Doch die Menschen wollen weiter Sport sehen, das zeigen die Zuschauerzahlen in anderen Sportarten. Die Basketball-Spitzenmannschaft U-BT Cluj-Napoca hat einen Zuschauerschnitt von 2.600, BC Mureș 1.600, CSM Oradea 1.500 und CSU Sibiu 1.400 – die Play-Off-Runde wird diesen Schnitt sogar noch nach oben verbessern. Auch Eishockey in Csíkszereda und Brașov oder Handball in Bukarest und Brăila ziehen größere Zuschauerzahlen an. Zum letzten Ligaspiel vor der Winterpause zwischen Steaua Bukarest und ACS Poli Timișoara kamen hingegen nur noch 200 Zuschauer in die National-Arena.

Der professionelle Fußball befindet sich in einer Abwärtsspirale aus einem schlechten Spielniveau, langweiligen Vereinen, maroden Stadien und korrupten Funktionären. Das schwindende Zuschauerinteresse wird nicht als Alarmzeichen gesehen, noch gibt es lukrative Geschäfte zu machen. Doch es wenden sich nicht nur die Zuschauer vom professionellen Fußball ab, sondern auch die Spieler. Nicht mehr nur Drittligaspieler entscheiden sich gegen eine Fußballkarriere, auch Zweitligaspieler wie Laurențiu Petean von Dacia Unirea Brăila, Andrei Țepeș von Sepsi OSK sowie Alin und Dan Constantinescu von ASU Politehnica Timișoara haben in diesem Winter ihre Fußballschuhe an den Nagel gehangen und sich für den Polizeidienst bzw. die Arbeit in England oder Deutschland entschieden.

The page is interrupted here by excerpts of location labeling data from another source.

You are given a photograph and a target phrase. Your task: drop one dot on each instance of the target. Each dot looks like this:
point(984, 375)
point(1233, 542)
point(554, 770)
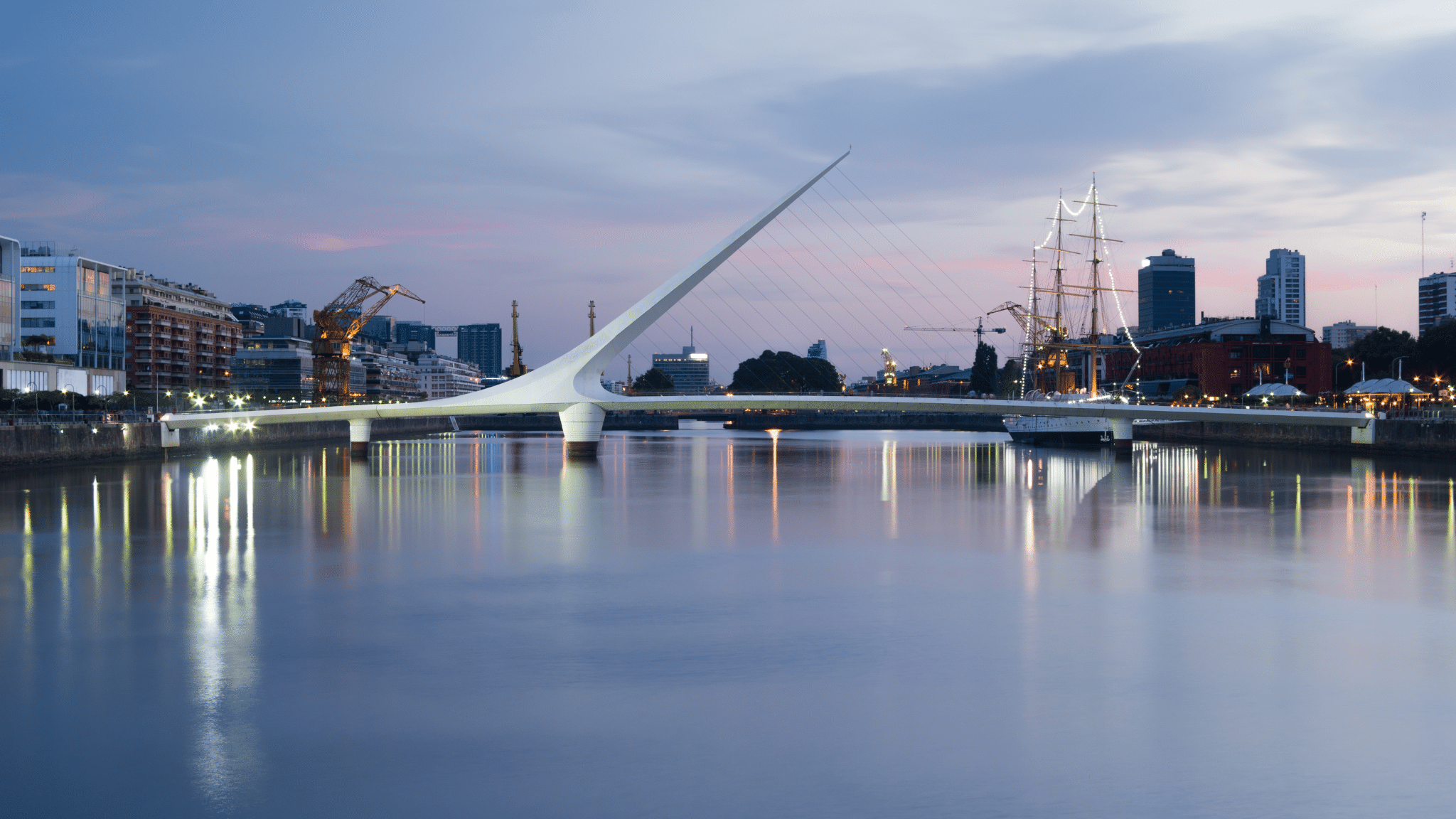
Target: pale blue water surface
point(724, 624)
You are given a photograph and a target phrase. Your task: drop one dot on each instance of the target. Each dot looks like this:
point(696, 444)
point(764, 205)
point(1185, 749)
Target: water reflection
point(104, 552)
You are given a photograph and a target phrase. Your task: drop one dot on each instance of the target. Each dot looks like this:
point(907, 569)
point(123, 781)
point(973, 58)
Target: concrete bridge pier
point(582, 423)
point(358, 437)
point(1121, 434)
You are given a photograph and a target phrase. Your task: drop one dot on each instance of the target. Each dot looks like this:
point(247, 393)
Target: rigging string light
point(1117, 301)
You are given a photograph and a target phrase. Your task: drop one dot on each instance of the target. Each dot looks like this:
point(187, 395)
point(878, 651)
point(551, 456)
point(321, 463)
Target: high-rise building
point(1282, 287)
point(178, 336)
point(689, 370)
point(441, 376)
point(481, 346)
point(9, 273)
point(412, 331)
point(1165, 291)
point(291, 309)
point(1343, 334)
point(379, 328)
point(1438, 299)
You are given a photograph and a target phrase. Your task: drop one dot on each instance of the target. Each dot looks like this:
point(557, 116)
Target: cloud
point(523, 152)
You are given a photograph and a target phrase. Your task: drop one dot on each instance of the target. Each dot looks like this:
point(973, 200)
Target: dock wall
point(1407, 436)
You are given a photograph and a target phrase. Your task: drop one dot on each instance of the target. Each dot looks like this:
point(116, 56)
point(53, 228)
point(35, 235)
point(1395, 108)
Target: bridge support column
point(358, 437)
point(1121, 434)
point(583, 427)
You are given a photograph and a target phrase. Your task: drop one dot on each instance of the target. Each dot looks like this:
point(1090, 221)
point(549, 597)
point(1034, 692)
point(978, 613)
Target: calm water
point(719, 624)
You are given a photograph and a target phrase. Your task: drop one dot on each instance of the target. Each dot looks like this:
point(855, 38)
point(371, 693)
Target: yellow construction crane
point(337, 326)
point(518, 369)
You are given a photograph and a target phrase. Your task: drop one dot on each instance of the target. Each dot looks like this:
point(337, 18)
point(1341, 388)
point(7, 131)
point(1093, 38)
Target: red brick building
point(179, 337)
point(1225, 358)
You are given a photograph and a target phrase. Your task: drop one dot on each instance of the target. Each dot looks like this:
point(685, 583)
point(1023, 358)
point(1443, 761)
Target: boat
point(1057, 363)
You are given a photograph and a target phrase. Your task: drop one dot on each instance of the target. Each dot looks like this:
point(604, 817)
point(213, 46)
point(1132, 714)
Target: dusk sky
point(562, 152)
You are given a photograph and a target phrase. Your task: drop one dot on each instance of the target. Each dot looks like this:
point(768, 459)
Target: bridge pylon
point(582, 424)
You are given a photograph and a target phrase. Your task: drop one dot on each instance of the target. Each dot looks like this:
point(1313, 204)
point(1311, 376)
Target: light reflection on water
point(254, 630)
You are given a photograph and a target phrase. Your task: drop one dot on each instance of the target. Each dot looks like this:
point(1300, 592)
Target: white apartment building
point(70, 331)
point(441, 376)
point(1282, 287)
point(1343, 334)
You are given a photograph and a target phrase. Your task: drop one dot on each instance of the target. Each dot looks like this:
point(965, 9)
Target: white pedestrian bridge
point(571, 385)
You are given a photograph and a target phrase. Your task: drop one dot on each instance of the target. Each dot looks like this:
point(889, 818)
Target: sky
point(557, 154)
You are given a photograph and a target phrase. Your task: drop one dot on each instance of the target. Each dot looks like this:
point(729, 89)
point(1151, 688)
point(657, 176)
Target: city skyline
point(558, 172)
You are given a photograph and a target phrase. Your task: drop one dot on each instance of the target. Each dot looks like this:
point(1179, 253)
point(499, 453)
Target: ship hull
point(1059, 432)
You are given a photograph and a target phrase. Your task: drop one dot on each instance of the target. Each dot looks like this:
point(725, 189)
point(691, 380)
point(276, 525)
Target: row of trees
point(785, 372)
point(1428, 358)
point(54, 400)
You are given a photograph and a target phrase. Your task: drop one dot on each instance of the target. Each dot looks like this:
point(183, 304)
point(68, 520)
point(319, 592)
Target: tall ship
point(1065, 330)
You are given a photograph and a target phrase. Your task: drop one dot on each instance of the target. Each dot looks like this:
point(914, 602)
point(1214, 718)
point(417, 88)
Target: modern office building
point(689, 370)
point(441, 376)
point(280, 368)
point(291, 309)
point(178, 336)
point(379, 328)
point(481, 346)
point(387, 375)
point(1282, 287)
point(9, 274)
point(1343, 334)
point(1165, 291)
point(69, 314)
point(251, 318)
point(412, 331)
point(1438, 299)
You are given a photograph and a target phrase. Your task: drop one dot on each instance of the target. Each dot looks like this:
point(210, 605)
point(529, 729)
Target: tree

Vor kurzem hat der ehemalige Präsident von Rapid, Dinamo und Astra, Dinu Gheorghe, vor dem Ende des Profifußballs in Rumänien gewarnt: „Wahrscheinlich wird unser Fußball bald ein unglaublich niedriges Niveau erreichen. Die Spieler gegen bis 17 Uhr arbeiten und spielen danach Fußball. Drei Trainingseinheiten pro Woche und man triftt sich zum Spiel. Vielleicht benötigt der rumänische Fußball einen solchen Moment.“ Vielleicht.